Burgess tells the subsequent stories of crewed space flights on both sides of the Iron Curtain with great verve and a suspenseful narrative of unannounced near-disasters. Gagarin’s spaceship, for example, narrowly avoided being consumed in re-entry, as did John Glenn’s Friendship 7 ship during a first Mercury mission. There is a biting story of a cosmonaut whose costume swelled and almost prevented him from returning through the airlock. During the Apollo 10 mission, the lunar lander nearly crashed because its radar locked onto the actual moon instead of the command module it was supposed to surrender with. And Apollo 11 only landed safely because crack pilot Neil Armstrong canceled the automatic systems that attempted to land on dangerous rocks and flew to a better landing zone with seconds of fuel. remaining.
There are also sober analyzes of actual disasters, including the fatal fire of the command capsule of the first Apollo mission during a ground test, which later turned out to be in part due to cost cutting. by an entrepreneur (in addition it changes), and the loss of the Space Shuttle Challenger in 1986, due to a frozen O-ring in a rocket thruster. (âThat’s silly isn’t it? / When a rocket explodes / And everyone still wants to fly,â Prince sang a year later.)

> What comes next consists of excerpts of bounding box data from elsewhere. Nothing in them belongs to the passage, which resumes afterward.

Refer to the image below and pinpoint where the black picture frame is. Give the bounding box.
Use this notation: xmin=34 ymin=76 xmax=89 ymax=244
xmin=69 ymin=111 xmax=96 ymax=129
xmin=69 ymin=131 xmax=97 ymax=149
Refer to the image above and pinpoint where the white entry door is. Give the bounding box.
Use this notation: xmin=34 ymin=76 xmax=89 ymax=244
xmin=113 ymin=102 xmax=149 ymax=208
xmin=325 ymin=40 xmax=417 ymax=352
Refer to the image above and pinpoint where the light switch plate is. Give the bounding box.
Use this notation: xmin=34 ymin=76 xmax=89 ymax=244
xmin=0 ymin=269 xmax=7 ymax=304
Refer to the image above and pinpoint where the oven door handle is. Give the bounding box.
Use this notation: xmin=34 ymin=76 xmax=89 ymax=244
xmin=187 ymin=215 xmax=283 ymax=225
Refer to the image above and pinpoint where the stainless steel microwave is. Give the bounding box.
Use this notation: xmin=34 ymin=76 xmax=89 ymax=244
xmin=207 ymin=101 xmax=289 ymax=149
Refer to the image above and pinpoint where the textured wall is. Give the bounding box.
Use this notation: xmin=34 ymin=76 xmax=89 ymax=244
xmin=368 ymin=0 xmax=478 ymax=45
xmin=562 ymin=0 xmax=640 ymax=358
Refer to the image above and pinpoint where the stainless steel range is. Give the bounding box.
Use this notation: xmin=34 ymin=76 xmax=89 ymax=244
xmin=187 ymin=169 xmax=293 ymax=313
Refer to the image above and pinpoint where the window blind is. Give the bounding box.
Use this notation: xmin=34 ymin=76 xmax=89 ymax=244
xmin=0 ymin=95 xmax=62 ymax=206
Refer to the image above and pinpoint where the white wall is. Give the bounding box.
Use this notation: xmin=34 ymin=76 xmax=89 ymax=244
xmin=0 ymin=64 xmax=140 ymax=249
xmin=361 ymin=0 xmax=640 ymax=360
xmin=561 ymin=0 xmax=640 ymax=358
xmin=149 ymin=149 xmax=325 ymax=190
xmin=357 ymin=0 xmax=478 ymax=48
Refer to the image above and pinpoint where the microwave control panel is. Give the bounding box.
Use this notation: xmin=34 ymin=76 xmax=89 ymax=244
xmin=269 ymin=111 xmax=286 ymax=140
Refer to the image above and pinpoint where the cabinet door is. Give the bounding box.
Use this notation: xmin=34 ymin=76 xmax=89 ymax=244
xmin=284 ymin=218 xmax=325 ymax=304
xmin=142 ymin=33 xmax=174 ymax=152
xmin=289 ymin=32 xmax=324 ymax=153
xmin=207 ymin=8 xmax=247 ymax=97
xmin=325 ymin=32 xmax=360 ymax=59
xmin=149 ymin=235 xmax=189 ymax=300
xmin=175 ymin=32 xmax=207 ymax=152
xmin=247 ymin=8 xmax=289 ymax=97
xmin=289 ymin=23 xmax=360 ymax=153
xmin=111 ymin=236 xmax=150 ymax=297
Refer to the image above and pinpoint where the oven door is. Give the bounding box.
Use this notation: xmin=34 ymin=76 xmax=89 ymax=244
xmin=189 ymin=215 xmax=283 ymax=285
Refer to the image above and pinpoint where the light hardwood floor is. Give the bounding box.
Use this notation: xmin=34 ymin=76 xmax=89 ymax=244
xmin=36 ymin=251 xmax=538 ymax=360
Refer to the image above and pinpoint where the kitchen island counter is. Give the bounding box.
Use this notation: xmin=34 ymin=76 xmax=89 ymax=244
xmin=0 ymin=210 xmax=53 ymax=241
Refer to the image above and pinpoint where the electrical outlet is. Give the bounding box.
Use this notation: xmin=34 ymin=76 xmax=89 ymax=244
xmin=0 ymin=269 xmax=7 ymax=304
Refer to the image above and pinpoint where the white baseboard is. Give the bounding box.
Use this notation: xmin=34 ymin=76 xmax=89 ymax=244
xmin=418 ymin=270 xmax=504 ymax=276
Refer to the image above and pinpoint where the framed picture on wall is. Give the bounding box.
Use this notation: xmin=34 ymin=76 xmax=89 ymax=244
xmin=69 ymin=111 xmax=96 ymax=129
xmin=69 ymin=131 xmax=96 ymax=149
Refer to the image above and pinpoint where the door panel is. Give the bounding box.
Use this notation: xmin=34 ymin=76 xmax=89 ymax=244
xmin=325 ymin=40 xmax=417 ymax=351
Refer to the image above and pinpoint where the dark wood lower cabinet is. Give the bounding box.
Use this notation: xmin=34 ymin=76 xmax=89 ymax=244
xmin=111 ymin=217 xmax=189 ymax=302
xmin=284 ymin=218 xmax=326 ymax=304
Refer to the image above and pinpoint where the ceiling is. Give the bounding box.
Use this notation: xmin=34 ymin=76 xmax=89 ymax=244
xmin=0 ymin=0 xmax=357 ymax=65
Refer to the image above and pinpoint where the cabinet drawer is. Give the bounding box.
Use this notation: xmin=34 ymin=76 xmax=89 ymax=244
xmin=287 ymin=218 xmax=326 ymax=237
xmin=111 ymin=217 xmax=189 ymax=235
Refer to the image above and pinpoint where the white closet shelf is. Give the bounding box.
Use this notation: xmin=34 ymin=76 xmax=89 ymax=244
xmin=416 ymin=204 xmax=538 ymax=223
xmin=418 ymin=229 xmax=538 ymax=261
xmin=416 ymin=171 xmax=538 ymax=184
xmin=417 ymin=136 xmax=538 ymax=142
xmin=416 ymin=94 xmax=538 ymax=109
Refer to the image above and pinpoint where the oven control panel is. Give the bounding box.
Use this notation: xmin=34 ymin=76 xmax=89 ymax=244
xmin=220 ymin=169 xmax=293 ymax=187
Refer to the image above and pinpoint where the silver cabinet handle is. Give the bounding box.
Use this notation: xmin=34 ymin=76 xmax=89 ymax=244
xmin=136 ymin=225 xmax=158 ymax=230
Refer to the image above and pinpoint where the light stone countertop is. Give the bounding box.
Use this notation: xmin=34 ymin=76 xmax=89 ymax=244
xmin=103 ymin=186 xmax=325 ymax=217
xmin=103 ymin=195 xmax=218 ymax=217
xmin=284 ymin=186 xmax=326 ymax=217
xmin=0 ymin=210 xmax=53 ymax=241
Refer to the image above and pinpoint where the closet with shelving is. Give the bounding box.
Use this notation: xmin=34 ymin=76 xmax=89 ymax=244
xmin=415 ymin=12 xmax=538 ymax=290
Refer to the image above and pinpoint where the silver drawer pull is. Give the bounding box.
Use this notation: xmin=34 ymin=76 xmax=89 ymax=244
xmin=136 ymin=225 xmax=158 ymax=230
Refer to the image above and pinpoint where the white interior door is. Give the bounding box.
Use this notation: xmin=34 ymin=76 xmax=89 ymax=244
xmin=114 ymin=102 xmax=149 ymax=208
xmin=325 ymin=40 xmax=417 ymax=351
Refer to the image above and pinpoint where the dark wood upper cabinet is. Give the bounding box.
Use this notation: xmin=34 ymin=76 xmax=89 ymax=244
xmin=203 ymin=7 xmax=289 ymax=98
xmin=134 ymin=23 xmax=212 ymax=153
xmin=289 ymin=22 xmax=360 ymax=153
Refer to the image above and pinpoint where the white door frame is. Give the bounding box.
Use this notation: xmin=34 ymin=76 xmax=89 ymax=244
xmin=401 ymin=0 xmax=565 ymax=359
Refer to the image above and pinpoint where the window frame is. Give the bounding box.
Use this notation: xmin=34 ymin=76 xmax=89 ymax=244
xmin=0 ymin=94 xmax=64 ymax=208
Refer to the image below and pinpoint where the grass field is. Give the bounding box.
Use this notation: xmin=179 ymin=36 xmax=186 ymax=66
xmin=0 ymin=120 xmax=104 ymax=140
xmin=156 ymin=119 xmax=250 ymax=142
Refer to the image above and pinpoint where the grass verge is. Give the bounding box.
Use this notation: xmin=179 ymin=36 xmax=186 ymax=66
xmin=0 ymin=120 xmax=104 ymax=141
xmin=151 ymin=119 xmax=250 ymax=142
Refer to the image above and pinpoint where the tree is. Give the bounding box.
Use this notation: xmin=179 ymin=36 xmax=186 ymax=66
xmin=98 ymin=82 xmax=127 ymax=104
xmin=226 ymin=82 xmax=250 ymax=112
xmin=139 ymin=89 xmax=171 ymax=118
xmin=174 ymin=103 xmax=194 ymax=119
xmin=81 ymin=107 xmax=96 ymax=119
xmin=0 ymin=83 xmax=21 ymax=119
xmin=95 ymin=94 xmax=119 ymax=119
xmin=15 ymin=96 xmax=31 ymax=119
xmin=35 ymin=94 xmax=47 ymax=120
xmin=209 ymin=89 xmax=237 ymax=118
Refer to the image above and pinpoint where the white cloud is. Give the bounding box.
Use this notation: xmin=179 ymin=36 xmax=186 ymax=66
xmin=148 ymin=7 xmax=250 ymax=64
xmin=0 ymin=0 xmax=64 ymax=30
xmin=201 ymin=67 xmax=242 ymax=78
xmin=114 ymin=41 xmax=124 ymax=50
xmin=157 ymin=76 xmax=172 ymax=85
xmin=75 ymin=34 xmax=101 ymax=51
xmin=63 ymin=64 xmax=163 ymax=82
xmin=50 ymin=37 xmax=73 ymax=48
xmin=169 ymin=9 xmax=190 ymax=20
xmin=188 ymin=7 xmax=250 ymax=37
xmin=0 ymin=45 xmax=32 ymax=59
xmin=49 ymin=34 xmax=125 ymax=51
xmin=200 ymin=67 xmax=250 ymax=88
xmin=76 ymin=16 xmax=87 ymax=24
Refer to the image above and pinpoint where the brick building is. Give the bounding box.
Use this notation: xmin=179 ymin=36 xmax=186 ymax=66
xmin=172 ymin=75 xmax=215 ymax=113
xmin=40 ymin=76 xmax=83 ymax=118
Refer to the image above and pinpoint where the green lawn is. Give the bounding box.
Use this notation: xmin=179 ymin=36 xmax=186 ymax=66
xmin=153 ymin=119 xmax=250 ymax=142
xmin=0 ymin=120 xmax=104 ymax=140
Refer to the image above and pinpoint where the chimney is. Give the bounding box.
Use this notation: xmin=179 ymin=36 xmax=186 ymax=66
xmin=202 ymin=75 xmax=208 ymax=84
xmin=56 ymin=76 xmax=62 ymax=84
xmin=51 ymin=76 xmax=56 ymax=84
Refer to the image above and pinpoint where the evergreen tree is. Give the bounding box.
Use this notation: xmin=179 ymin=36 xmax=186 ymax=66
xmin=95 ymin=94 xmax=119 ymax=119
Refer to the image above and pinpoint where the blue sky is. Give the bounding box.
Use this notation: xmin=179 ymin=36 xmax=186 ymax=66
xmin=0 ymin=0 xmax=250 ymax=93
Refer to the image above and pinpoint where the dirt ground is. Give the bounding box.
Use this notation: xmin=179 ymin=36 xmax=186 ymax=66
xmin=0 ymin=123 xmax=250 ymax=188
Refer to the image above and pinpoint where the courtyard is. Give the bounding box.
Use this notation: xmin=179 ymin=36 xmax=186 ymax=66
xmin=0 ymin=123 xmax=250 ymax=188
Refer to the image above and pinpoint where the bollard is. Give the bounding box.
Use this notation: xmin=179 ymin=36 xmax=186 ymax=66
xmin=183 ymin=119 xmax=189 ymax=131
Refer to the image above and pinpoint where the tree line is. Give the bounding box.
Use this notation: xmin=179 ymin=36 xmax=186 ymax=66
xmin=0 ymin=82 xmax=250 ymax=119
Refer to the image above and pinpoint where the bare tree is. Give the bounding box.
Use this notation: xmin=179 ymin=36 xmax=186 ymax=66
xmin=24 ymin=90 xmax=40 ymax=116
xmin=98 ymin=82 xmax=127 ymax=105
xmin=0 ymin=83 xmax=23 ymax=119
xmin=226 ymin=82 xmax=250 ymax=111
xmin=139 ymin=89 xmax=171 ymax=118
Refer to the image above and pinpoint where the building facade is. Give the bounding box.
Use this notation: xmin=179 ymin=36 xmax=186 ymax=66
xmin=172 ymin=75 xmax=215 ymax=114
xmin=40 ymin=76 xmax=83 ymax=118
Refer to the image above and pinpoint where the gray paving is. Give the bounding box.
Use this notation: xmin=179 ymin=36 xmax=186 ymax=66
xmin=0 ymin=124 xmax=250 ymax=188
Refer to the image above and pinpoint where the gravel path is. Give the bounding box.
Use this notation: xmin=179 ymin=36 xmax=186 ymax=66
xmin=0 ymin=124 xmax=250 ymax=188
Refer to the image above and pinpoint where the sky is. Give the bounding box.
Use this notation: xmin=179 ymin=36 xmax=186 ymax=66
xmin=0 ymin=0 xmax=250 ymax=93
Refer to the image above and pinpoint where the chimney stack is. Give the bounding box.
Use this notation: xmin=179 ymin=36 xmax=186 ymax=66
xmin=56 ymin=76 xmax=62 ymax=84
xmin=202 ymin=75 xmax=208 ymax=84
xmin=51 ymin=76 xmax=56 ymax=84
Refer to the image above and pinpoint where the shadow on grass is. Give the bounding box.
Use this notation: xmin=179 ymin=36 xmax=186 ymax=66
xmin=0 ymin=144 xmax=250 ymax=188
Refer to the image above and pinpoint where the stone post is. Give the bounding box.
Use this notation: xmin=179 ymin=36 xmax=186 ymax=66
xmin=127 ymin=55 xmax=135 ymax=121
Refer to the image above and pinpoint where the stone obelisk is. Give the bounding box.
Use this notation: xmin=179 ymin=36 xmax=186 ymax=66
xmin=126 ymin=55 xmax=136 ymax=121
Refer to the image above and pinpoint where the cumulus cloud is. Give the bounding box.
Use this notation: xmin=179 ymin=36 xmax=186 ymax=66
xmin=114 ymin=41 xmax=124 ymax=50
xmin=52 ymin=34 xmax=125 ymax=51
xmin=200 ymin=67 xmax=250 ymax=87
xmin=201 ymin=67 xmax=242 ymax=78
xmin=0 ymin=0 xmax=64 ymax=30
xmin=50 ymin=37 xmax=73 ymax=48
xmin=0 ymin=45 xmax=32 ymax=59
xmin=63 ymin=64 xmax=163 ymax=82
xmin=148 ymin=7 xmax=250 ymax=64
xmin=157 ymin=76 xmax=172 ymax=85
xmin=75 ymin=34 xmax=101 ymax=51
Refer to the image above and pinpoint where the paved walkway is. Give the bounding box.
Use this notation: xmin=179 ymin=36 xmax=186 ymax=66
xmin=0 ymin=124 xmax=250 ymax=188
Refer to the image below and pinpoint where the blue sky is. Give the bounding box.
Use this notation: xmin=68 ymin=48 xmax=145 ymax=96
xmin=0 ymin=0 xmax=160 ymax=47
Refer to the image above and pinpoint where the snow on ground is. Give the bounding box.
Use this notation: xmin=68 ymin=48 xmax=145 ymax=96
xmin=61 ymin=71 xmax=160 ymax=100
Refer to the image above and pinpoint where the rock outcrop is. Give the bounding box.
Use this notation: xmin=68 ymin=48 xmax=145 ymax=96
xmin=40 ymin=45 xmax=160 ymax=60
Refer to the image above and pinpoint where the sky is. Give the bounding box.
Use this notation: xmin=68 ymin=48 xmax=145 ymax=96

NASA now plans, however, to put people back on the moon by the middle of this decade, which instead begs the question: why did the moon stop almost half a century ago? The answer seems to be, surprisingly in retrospect, that we are just fed up. “The sight of astronauts bouncing happily in a sixth of gravity had become boring to many,” Burgess notes, “and public support for the space agency’s lunar missions had collapsed.”
So what has changed? Well, China landed a robot on the moon last year and recently announced plans to build a joint moon base with Russia. So some of Donald Trump’s âspace forcesâ might also want to be there to position themselves. But more generally, space looks cool again, in part thanks to the antics of billionaire entrepreneur Elon Musk, of Tesla and SpaceX fame, who builds rockets for NASA and used one of them. to blast a red Tesla into orbit. (In the driver’s seat is a dummy called “Starman,” in homage to the song by David Bowie.) Musk’s authentic rocket exhaust flashes the minnows of space companies, such as Bezos’ Blue Origin and Virgin Galactic. by Richard Branson, who is most notable for the fact that he promised his first tourist flights into space have been imminent for more than a decade.
But does space exploration really matter as something more than a cock contest for plutocrats? âSpace exploration is a human imperative,â Burgess writes, and âtraveling further into space is our undeniable destiny,â but it might have offered a more fierce defense. Some argue that space exploration is a waste of money when we still have problems to solve on our own planet, but it was never a proposition, just as it was not a binary choice for the Kingdom. -Une between staying in the EU or spending more money on the NHS. The rationale for pure science alone is strong, given the cosmological discoveries that have emerged from the Hubble Telescope, and will do so from its successor, the James Webb Space Telescope, which will launch later this year.
But perhaps the best reason is that, even if we decide to act as better stewards of the Earth, it could be made uninhabitable through no fault of our own. Perhaps a large asteroid, or a burst of gamma rays from a nearby star collapsing into a black hole, destroying the atmosphere. In that case, it might be nice to have a spare planet, and we might be grateful to the pioneers of space travel who helped make the evacuation possible.